Arkasi Yarin Final

3.1K 61 20
                                    

     Füsun'u kucaklayip odadan çıktık. O an fark edememistim ama rituel aninda Füsun'u tutarken 2 el parmagimi kirmistim. Hoca sağolsun bir bezi tahtaya sarip tedavi etmisti...Füsun kendisini o cinninin etkisindeyken duvarlara vurdugu sirada yaralamisti...Basinda kanama vardi,vucudunun belli yerleri de ezikti. Hoca oraya da bitki ozlerinden bir sey hazirlayip sürmüştü.  Fusun'u yataga yatırdim.
     Hoca ile akşam corbamizi içtik,ilk kez bu evde huzurluydum ve okullarin acilmasina da az kalmış,her sey yoluna girmeye baslamisti. Hoca gece vakti,"donus biletimi önceden ayirtmistim...sagolsun arkadaslar istanbuldan biletimi coktan almış. Ben cikayim evlat. Fusun'a cok iyi bak..."dedi. Saatin cok gec olduğunu buranin tekin bir yer olmadigini soyledim. "2-3 km yururuz sıkıntı olmaz...Köyün girisinde beni bekliyor arkadaslarim,ordan da terminale gidecem"dedi...
     Hoca kararliydi...Bize büyük bir iyilik yapmisti. "Hocam nasil tesekkur edecegimi bilemiyorum,çok buyuksunuz" diyip elini öptüm. Elini opmeme firsat vermedi,tokalastik ve Karakeci koyu meydanindaki patika yoldan,terminale dogru yola cikti...
     Sabah olmustu...Fusun erken uyanmis kahvalti hazirlamisti. Esimi gunler sonra gülerken görmüştüm.  Bunlar guzel seylerdi. Köyün meydanina doğru ekmek ve gazete almak icin yola koyuldum.

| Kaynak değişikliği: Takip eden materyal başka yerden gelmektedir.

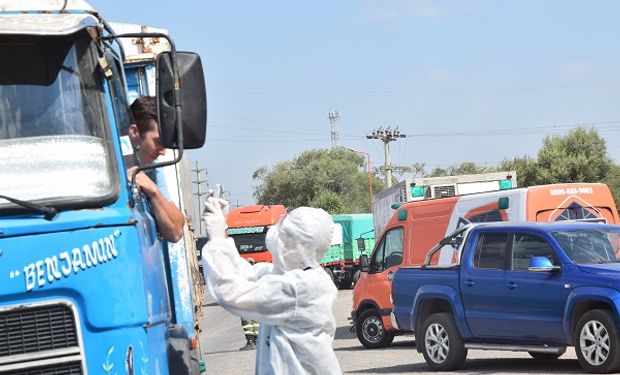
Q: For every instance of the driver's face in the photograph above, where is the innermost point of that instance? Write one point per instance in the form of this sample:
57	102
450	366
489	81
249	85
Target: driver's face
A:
151	147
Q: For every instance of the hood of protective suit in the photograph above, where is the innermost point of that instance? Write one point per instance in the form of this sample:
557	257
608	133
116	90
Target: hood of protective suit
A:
300	239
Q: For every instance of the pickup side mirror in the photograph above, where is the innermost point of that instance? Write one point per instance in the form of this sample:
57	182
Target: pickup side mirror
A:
542	264
364	266
193	100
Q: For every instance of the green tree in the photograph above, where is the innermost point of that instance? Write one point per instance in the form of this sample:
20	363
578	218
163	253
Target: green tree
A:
467	167
579	156
335	180
525	168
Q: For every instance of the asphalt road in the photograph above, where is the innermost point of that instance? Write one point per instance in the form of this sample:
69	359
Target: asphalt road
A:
222	337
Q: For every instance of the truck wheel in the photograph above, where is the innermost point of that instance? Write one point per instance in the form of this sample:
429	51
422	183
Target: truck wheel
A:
356	277
370	330
546	356
346	283
597	342
442	347
330	273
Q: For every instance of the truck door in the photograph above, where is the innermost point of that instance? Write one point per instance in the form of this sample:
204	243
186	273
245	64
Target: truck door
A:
482	284
536	299
502	298
387	256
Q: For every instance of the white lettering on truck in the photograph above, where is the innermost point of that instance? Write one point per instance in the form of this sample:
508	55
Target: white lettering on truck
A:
570	191
82	258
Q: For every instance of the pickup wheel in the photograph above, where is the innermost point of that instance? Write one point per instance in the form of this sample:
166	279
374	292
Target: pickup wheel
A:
546	356
442	347
370	330
597	342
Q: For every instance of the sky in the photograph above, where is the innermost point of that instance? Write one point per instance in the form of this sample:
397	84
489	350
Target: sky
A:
466	81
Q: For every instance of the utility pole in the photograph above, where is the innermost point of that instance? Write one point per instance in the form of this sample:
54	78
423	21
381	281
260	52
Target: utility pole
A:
333	117
386	135
199	193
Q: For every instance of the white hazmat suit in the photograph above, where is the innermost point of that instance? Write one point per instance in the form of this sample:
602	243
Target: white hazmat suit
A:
292	298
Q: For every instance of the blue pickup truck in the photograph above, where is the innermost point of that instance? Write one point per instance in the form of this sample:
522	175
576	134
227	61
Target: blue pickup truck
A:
535	287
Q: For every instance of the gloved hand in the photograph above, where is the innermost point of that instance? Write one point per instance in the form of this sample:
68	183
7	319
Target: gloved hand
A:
214	217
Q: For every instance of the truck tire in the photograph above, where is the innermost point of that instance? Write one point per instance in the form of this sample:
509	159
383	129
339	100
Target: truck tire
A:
546	356
442	344
330	273
370	330
346	283
597	342
356	277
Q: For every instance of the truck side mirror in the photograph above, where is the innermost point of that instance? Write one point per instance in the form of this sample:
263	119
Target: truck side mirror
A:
361	245
193	100
364	266
542	264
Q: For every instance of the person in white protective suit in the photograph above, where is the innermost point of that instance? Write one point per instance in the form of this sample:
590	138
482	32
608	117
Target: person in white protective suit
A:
292	298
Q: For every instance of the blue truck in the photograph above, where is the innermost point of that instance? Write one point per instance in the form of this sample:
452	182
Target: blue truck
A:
535	287
87	284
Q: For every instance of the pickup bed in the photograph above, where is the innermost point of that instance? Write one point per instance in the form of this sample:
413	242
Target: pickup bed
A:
535	287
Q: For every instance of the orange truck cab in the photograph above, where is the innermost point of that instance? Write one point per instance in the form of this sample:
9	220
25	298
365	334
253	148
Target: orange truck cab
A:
248	225
417	226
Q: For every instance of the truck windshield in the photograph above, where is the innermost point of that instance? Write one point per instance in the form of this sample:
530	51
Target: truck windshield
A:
53	143
250	243
596	246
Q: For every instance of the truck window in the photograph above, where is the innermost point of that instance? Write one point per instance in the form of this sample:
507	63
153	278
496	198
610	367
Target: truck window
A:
526	246
53	111
491	251
389	253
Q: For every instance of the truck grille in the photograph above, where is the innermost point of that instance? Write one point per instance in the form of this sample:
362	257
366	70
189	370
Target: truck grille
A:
74	368
37	329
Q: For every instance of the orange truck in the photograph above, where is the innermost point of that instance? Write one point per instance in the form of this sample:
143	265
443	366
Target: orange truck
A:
248	225
416	226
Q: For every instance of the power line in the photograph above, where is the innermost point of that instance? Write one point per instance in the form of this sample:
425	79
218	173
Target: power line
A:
386	136
199	193
333	117
420	91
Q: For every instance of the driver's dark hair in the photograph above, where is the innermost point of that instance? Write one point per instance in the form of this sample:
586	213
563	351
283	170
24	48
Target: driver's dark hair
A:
143	110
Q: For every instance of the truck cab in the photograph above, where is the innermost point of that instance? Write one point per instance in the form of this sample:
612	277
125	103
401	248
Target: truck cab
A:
248	225
85	285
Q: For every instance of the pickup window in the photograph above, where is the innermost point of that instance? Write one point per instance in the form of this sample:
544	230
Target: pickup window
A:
590	246
526	246
389	253
491	251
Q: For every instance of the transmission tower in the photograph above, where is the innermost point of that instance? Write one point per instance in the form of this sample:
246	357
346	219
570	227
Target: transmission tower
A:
386	135
199	194
333	117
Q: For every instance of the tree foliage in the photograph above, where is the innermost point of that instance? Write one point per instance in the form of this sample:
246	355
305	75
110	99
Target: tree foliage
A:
579	156
335	180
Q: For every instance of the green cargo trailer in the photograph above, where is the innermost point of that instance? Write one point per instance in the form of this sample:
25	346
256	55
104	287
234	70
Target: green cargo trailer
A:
354	236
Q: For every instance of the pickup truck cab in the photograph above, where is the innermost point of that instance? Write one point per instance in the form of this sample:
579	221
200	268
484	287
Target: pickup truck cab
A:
535	287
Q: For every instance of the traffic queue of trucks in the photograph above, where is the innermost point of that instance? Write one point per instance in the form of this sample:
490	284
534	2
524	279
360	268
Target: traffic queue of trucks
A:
87	282
416	226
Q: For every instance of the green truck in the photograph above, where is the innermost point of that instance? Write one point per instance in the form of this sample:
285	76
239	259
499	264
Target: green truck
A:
354	236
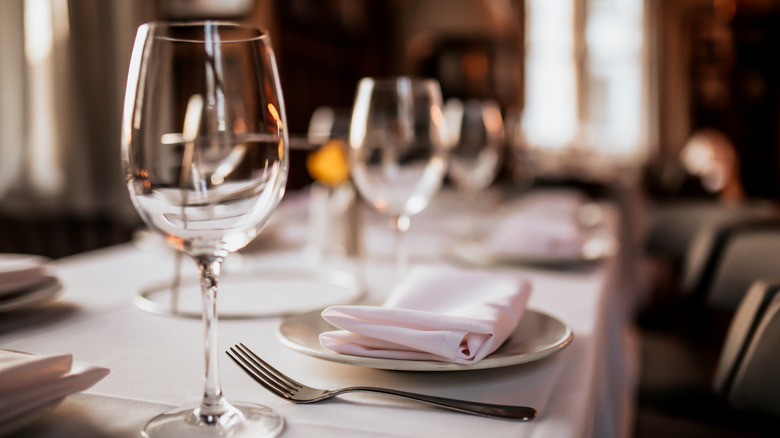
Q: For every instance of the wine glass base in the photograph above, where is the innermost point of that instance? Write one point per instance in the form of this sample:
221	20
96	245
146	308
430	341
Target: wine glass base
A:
243	420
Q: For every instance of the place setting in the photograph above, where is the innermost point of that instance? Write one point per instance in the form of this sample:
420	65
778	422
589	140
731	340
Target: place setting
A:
398	168
437	319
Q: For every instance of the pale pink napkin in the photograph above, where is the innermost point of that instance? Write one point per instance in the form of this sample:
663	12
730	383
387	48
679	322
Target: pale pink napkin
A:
535	234
542	225
28	381
436	313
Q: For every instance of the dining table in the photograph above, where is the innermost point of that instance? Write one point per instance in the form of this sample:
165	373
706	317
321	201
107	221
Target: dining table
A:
585	388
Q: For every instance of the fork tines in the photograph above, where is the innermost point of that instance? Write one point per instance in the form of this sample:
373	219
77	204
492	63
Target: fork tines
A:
262	372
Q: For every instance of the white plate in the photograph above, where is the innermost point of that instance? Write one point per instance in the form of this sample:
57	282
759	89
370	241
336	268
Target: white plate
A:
538	335
476	253
42	293
21	271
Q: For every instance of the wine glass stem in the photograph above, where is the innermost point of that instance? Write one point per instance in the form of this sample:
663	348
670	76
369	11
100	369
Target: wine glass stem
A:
401	225
213	404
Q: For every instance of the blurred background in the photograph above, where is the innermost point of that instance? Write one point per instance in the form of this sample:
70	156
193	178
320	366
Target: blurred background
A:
679	97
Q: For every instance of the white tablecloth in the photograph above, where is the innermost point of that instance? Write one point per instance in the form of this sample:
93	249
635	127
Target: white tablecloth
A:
156	361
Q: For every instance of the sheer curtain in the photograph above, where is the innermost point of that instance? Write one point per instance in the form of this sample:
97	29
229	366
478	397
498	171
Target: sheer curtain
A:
62	79
587	87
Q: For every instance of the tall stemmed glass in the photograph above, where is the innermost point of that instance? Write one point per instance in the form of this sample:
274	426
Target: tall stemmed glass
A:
204	147
398	152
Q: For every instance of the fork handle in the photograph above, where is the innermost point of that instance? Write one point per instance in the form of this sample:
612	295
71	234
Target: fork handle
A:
471	407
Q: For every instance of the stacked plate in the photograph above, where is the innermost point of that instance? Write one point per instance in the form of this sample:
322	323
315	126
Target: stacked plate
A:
26	280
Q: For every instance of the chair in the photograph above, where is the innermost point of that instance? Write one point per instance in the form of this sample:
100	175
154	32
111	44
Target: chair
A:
747	373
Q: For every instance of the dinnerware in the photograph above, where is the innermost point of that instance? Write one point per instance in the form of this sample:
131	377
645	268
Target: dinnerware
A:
289	389
205	154
398	149
537	336
43	292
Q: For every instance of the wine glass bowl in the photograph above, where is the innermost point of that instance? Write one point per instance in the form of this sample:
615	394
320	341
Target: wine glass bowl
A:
477	141
398	149
204	148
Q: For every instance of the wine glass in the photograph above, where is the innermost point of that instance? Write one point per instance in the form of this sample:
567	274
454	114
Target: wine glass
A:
477	140
398	149
205	151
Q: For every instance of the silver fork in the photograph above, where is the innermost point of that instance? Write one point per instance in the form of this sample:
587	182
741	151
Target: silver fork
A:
290	389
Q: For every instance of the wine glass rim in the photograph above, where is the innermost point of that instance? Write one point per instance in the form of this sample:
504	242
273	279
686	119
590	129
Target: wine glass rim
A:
249	33
395	79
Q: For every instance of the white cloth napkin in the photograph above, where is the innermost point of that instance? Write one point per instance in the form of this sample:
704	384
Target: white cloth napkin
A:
436	313
541	226
19	272
29	381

     Köy meydanindaki kahvenin önünde bir kalabalik vardi...Bütün köylü yerde bir seye bakiyordu. Kalabaliga dogru yürüdüm...
Muhtar bana bakip
"Ogretmen bey,gel bak sen okumus etmis adamsin...Bu nedir böyle,kim yapmistir bunu"dedi. Kalabaligin arasina girip yerde yatana baktim...
     Bu Profesor hocaydi...Yüzü patamparca olmustu. Kıyafetleri ve saçlarından tanimistim...Cesedi perisan bir haldeydi. Sok olmustum,olduğum yere çökmüştüm...Muhtar "Tanıyor musunuz öğretmen bey? Jandarmaya haber verdik,gelecekler"dedi..."Yok tanimiyorum"dedim...
     Bu cesedin nerede bulunduğunu sordum. Köye gelen patika yolda bizim köylü avcilar bulmuş. ...Yolun kenarına telef edip atmislar dedi...Bu ne bir hayvan saldirisina ne de bir tasit carpmasina benziyordu... Belliydi,bu onlarin isiydi...Eve gittiğimde Füsun bende bir farklilik olduğunu soyledi..."Tansiyonum düştü herhalde" deyip gecistirdim. Gun icinde 2-3 kere köye indim...Adli tiptan kisilerin geldigini ve profesorun cesedinin goturuldugunu soyledi...Aksam olmuş,karanlik çökmüştü. ..Eve döndüm.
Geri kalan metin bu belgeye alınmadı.